Home equity lines of credit, held by only 8.3 percent of American homeowners, have turned out to be an upscale product.
Households that have these lines of credit typically own "more expensive homes, have higher incomes and have accumulated substantially more equity in their homes than other homeowners," the Federal Reserve said in an analysis of recent studies on the subject.Members of these households also are older and better educated than other homeowners, including those who have a traditional second mortgage.
A survey by the University of Michigan earlier this year found that 16 percent of households with a home valued at $150,000 or above have a home equity line of credit - double the national average.
Similarly, 15 percent of households with incomes of $60,000 or more have home equity lines.
The traditional second mortgage is much less popular with affluent households, probably because it doesn't have the flexibility of a line of credit, which frequently offers interest-only payments for a number of years and calculates the payments anew each month based on how much is owed.
Home equity lines of credit are most popular in Hawaii and New Jersey - 10.1 percent of homeowners in each state have one, according to the Federal Reserve.
By region, home equity lines appeal most to those in the Northeast, where 12 percent of home-owners have them. But the rate of home equity line use more than doubled - from 4 percent to 9 percent - between 1988 and 1994 in both the West and the North Central region. The lines remain rarer in the South, where only 6 percent of households have them.
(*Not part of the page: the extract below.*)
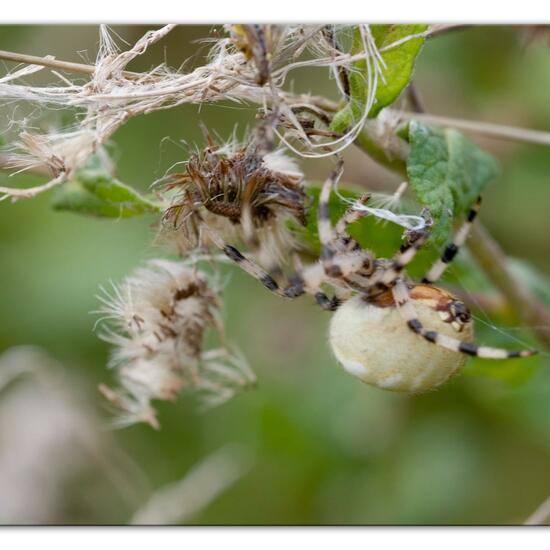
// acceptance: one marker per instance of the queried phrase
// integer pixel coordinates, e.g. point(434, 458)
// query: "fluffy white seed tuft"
point(156, 321)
Oddly enough, a substantial number of households apply for and get a home equity line of credit and then don't use it. The University of Michigan study found that 22 percent of home equity lines have a zero balance and, among those with a zero balance, 60 percent have never used the account.
"Some of these were new account-holders, but many were not," the Federal Reserve said. "The large number of unused accounts suggests that many homeowners who have established lines of credit have done so either to meet anticipated specific needs at some future time or as a standby source of funds."
Among the households using the lines of credit, the median owed is just $10,000, less than half the median amount available - $25,000.
This careful use of funds may account for the very low rate of delinquency that has characterized home equity lines of credit since they became widely available in the the mid-1980s.
The American Bankers Association reports that the rate of delinquency for home equity lines has been less than 1 percent since 1986. By contrast, the delinquency rate on traditional second mortgages has been more than double that in most of the last eight years.
"Several factors may account for the differences," the Federal Reserve said. "As noted, credit line borrowers on average have higher incomes and more equity in their homes than do traditional loan borrowers.
"Also, traditional loan borrowers on average owe more than credit line users. Finally, many line of credit plans have flexible payment schedules.